Sin embargo los nacionalismos –la palabra es bastante fea– tienen un componente racional y muy digno, que se aglutina en torno a la lengua, como elemento natural, histórico y mucho más profundo que otros elementos solidarios; y de la lengua irradia (literatura, costumbres, tradiciones, etc.) y se cuela en la sentimentalidad colectiva. Quienes tenemos la lengua española o castellana como natural somos tan nacionalistas como los vascos, catalanes y gallegos, qué duda cabe; y tenemos la obligación de hacer un esfuerzo para aceptar y favorecer que otros sientan igual, y que obren en consecuencia.
Es en el engranaje de ambas esferas cuando se produce esa jarana ideológica que pocas veces vemos resuelta convincentemente: ser y vivir con una lengua, que convive con otras, puede ser un modo de vida más rico y fecundo que quedarse en paleto, desde luego; imaginar, sin embargo, que al formar una comunidad propia vamos a poder desprendernos –y no integrar– del lastre de los que no son como nosotros es, sencillamente, un modo de segregación contra el que hay que luchar.
Es difícil pensar en este tinglado en todos sus términos, hay que hablar mucho y recomponer posiciones constantemente, para no pecar de injustos o parciales.
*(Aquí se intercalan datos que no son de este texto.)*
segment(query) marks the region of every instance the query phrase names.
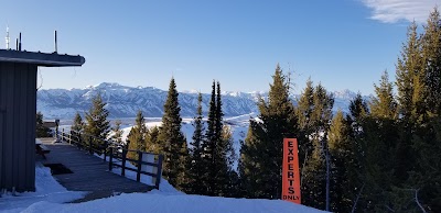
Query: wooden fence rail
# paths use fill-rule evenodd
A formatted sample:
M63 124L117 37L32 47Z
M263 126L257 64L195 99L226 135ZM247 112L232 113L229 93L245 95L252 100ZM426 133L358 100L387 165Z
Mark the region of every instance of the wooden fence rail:
M92 135L86 135L80 132L65 131L57 132L56 136L62 142L75 145L78 148L88 150L90 155L104 155L104 160L109 162L109 171L115 167L121 168L121 176L126 177L126 170L135 171L137 173L137 181L141 181L141 175L152 177L152 184L159 189L162 175L163 156L153 153L127 149L123 145L118 143L97 138ZM128 158L128 153L137 153L137 158ZM132 162L127 165L127 161Z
Y es cierto que, al parecer, ahora, se puede hablar personalmente, cosa que no era factible con una pistola o un banquero apuntándote a la cabeza, al bolsillo, al trabajo o a la vida. Mucho me temo que el triunfo de los nacionalismos radicales –no pensantes– y conservadurismos –nada se cambia– vayan a dar a encrucijadas sin solución, donde se impondrá el que sea más fuerte, más violento.
Mala cosa, mala cosa. La solución –se ha dicho bastantes veces– hubiera podido venir de una razonable mayoría educada, de pensamiento progresista, capaz de dialogar y de conceder, tanto en los territorios con lengua propia como en los ámbitos estatales, es decir, de algo que está desapareciendo a toda velocidad en nuestra sociedad, que en algún momento se pensó que hubieran podido ocupar los llamados "socialistas", clase política que, con sus colegas de otros partidos, ha entrado en estado de descomposición absoluta, porque mientras la gente de desengancha de todo tipo de compromiso que no sea el del dinero, los políticos siguen con su insoportable cháchara atacándose por activa y por pasiva, negándose el pan y la sal, motejándose de mentirosos –probablemente todos tengan razón: la mentira se ha hecho consustancial a la política, y lo sabemos todos. La gente se retrotrae a lugares con perfil cerrado (partidos conservadores, partidos ultras, nacionalismos radicales....), se enquista y vocifera, como las hordas que jaleaban a Bildu con banderas desplegadas, puños y gritos; o como las hordas de escapularios antiabortistas de Gallardón. 
Mal horizonte. Y con la educación pública en retroceso.